Enfin, l’immobilier résidentiel est, à ce jour, peu impacté par la crise actuelle. Les reports de loyers ne concernent que les entreprises. Aussi, l’impact sur les recettes locatives des SCPI détenant un patrimoine immobilier essentiellement composé d’immobilier de logement, devrait être très limité. C’est la raison pour laquelle nous pensons que la SCPI « Kyaneos Pierre » pourrait terminer sur le devant de la scène en 2020. En témoigne le prévisionnel réajusté pour 2020, qui est compris en 6 % et 6,5 %.

Que pensez-vous de la question du télétravail et de son impact sur l’immobilier de bureaux ?

C’est une question légitime qui est apparue un peu partout depuis le confinement. Les grandes entreprises ont franchi le pas et permis à leurs collaborateurs de télétravailler. Je ne pense pas que le confinement est remis en cause le travail « au bureau ». C’est plus une réflexion sur le confort au travail. La vraie question qui émerge de différentes études sur le télétravail, est « qu’est-ce qui pourrait continuer d’améliorer le confort des salariés au travail aujourd’hui ? ». Une grande majorité des salariés travaillent déjà en dehors de leur « bureau ». J’imagine que cela passera par une ou deux journées de travail à distance. Je pense qu’il ne peut y avoir d’organisation du travail sans réunions physiques et échanges en présentiel entre les collaborateurs. D’ailleurs, certaines sociétés de gestion ont déjà pris en compte cet aspect. Elles investissent dans des immeubles de bureaux flexibles où les espaces sont modulables, pour qu’ils puissent correspondre à des usages variés, au cours de la journée, sur la durée du bail, et tout au long de la vie de l’immeuble. Par ailleurs, les modes de consommation d’espace de bureau ne sont déjà pas les mêmes aujourd’hui qu’il y a 50 ans et certaines très anciennes SCPI ont su s’adapter au fil des années. Je pense par exemple à la SCPI « Epargne Foncière », qui a su évoluer au fil du temps depuis sa création en 1968.

Quels conseils pour ceux qui ont un projet d’investissement ?

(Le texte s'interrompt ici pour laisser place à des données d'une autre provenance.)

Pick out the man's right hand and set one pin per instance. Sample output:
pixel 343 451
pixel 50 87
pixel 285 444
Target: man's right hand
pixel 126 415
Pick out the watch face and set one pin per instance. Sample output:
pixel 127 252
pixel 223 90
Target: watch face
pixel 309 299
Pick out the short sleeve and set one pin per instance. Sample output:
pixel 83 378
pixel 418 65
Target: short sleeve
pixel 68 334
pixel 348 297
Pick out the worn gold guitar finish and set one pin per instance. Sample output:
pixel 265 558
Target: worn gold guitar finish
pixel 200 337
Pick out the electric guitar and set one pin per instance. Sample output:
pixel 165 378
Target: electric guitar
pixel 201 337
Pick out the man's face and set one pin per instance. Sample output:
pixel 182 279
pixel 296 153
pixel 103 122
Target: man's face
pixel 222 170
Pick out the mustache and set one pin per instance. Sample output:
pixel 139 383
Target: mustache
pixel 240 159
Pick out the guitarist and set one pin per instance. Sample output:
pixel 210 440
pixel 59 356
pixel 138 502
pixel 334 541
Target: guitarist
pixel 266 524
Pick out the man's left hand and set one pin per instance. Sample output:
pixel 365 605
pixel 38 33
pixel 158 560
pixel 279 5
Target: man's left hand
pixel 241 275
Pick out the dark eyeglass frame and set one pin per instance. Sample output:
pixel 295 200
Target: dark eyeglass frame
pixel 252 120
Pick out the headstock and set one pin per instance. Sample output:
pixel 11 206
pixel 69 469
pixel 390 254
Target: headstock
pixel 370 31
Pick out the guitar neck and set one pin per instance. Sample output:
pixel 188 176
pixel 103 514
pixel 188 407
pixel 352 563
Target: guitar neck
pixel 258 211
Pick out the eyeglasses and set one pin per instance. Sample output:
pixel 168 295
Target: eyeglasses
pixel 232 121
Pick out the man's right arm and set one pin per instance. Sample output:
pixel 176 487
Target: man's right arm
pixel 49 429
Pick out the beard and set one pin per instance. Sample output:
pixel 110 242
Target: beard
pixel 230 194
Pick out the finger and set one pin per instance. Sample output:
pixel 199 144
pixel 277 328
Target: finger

Tout dépend du profil de l’investisseur (situation patrimoniale, environnement familial, niveau d’imposition etc.) et son projet personnel. En premier lieu, il faut définir le « montage » ou mode d’investissement adéquat : à crédit, au comptant, en assurance vie, en nue-propriété etc. Ensuite, les résultats du premier trimestre confirment ce que nous défendons chez Periance depuis toujours. Il faut choisir les SCPI en fonction de leur moteur de performance, à savoir leur patrimoine immobilier et la société de gestion qui pilote la stratégie d’investissement. C’est le travail que nous menons en « décortiquant » les bulletins trimestriels et les éléments comptables figurant dans les rapports annuels publiés chaque année par les sociétés de gestion. De nombreux indicateurs sont à prendre en compte : le TOF, les réserves, l’évolution des valeurs d’expertises, l’évolution du résultat courant de la SCPI par rapport au dividende versé, le nombre d’immeubles, le poids des locataires dans le revenu global de la SCPI etc… Autant de travail que nous « pré mâchons » pour nos clients. Par ailleurs, comme le dit le vieil adage, « il ne faut pas mettre tous ses œufs dans le même panier », et cela s’applique aussi aux SCPI. C’est la raison pour laquelle, dès que les budgets d’investissement commencent à dépasser des montants comme 30 000 ou 50 000 euros, il faut commencer à diversifier son portefeuille, en se positionnant sur 2 ou 3 SCPI, gérées par des maisons de gestion différentes.